Bericht vom 26.12.2009

Astronomische Beobachtungen aus Bad Aibling

Ort: Bad Aibling, Oberbayern,
Beginn: 26.12.2009 ca. 21:15
Ende: 26.12.2009 ca 23.15
Wetter: klar, trocken, -2 C°, einige Zirren
Grenzgröße: ca. 5,0 mag, Halbmond
Ausrüstung: 200/1500, f/6, GSO-Dobson
Okulare: 32 mm, 13mm, 7mm und 5mmund 3,5 mm
Filter Polarisation (Orion)
Kommentare: im heimischen Garten bei Halbmond

Objekte: Mond, NGC 1647, 1746, 1817, 1807, 1907, 1893 (alles offene Sternhaufen)
Die Umstände:
Bei klaren und transparenten Himmel konnte ich das teuer erkaufte Material für astronomische Beobachtungen nicht einfach im Wohnzimmer ungenutzt liegen lassen. Ich entschloss mich kurzfristig den klaren Himmel für Mondbeobachtungen mit meinen 8 Zoll Dobson zu nutzen.

Der Mond:
mit 13 mm (V=115) habe ich mich mit einer kleinen Mondkarte (Moonscout, Oculum Verlag, EUR 9,95) versucht zurecht zu finden. Nach ein wenig Zeit konnte ich folgende Objekte nahe am Terminator (ca. 9. Nacht nach Neumond) sicher beobachten:

Gebirge: Apennin, Alpen und Kaukasus

Krater: Plato, Aristoteles, Eudoxus, Archimedes, Eratosthenes, Copernicus, Tycho und Clavius

Meere: der Heiterkeit, der Ruhe, der Fruchtbarkeit, der Gefahren, der Dünste und Nektarmeer.

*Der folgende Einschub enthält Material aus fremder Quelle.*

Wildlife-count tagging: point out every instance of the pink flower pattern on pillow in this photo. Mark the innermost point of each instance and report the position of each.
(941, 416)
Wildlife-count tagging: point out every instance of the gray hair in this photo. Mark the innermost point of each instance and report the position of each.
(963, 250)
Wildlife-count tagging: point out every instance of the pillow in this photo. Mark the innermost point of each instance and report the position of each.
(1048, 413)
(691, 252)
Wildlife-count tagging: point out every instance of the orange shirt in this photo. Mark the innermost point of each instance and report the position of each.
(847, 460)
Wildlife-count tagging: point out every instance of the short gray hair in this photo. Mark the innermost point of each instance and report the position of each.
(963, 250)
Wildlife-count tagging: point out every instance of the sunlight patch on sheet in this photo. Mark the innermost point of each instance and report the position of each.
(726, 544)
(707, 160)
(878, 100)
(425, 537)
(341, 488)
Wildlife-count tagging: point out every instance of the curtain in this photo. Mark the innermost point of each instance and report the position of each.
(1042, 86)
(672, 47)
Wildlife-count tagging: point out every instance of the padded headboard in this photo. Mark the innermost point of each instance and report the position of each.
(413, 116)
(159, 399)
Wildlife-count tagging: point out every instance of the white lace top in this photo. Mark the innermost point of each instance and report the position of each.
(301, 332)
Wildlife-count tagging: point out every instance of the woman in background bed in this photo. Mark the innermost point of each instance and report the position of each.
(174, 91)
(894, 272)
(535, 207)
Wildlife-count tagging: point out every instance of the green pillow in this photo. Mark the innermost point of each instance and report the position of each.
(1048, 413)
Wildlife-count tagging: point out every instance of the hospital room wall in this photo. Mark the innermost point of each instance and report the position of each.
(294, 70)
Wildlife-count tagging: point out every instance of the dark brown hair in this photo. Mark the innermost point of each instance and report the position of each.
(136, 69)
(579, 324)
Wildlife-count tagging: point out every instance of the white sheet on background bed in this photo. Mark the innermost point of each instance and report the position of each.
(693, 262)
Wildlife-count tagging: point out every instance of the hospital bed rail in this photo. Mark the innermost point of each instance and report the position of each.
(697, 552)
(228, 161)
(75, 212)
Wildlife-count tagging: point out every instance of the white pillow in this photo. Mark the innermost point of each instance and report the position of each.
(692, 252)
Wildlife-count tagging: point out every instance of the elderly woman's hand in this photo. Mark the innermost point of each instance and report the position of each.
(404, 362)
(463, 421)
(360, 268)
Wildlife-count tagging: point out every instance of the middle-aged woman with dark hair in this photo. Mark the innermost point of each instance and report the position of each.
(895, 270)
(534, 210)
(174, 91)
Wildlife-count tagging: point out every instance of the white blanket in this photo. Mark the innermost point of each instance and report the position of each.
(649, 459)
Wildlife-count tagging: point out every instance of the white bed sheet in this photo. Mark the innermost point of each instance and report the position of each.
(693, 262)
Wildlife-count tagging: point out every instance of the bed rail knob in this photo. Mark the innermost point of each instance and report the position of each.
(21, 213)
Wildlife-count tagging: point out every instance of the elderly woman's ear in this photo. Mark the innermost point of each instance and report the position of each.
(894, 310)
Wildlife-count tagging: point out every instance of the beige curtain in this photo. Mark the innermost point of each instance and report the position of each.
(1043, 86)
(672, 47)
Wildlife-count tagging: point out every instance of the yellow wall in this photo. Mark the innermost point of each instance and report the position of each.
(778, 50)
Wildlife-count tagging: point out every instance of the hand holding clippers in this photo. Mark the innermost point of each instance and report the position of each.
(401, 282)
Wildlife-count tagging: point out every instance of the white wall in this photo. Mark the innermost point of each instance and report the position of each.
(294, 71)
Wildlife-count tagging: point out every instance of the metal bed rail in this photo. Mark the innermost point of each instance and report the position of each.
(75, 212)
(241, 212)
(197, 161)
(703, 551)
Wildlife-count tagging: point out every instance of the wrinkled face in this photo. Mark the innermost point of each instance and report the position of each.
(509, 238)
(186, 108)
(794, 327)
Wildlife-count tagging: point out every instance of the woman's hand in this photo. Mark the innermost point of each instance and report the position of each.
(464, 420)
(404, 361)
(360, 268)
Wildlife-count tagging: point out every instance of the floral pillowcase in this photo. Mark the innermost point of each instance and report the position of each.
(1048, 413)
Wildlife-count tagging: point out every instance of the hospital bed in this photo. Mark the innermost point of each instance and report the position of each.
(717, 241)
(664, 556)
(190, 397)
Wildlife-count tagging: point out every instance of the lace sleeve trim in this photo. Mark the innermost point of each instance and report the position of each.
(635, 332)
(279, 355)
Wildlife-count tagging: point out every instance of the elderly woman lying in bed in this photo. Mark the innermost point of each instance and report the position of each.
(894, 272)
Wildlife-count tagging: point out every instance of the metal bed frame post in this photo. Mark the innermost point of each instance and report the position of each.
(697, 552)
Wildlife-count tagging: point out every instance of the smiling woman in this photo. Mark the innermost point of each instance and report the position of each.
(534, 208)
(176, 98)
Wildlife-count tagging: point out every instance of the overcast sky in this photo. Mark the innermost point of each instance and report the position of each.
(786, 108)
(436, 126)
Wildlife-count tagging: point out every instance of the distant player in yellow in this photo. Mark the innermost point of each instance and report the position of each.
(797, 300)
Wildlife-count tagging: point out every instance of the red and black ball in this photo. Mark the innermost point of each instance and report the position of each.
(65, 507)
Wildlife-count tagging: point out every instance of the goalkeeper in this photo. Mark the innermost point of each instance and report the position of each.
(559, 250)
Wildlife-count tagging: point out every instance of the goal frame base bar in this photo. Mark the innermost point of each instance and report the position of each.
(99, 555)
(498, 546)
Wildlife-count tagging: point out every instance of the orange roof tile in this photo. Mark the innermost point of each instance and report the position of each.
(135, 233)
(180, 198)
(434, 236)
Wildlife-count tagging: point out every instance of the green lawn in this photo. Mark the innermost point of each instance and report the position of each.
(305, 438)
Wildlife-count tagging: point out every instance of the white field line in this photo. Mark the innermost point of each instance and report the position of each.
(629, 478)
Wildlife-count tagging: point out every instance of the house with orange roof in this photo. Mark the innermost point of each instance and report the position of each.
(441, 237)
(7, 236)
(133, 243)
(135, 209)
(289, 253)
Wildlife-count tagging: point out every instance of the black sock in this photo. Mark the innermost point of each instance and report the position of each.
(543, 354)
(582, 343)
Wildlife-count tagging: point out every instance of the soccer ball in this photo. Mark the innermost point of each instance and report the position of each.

Es ist schon beindruckend, wie sich der Mond im Teleskop darstellt. Aufgrund des guten Seeing konnte ich mit dem 3,5mm Okular auf V=340 vergrößern. Nahe am Terminator ließen sich zahlreiche Krater, Berge und Täler beobachten. Im Nachgang stellte sich heraus, dass ich viele kleine Details gar nicht beobachtet habe, wie das Alpental oder der Gesteinsrutsch im Krater Plato. Ein Grund mehr in Zukunft die Mondbeobachtung weiter fortzusetzen.

Deepsky-Objekte:
Da der Orionnebel trotz Halbmond erstaunlich gut und okularfüllend im 32mm Weitwinkelokular ging, entschloss ich mich ein paar Objekte am Winterhimmel zu beobachten. In Anlehnung an mein ehrgeiziges Ziel für 2010 alle „Herschel 400“ (H400) Objekte zu beobachten und zu beschreiben, habe ich mich mal auf der Suche gemacht und ein paar aufgespürt. Es handelt sich hierbei lediglich um offene Sternhaufen.

NGC1647 (OC, TAU) ging relativ einfach und bei schwacher Vergrößerung leicht zu finden und lässt sich eindeutig als Sternhaufen identifizieren. Bei Halbmond sind nicht mehr als eine Handvoll Sterne zu sehen.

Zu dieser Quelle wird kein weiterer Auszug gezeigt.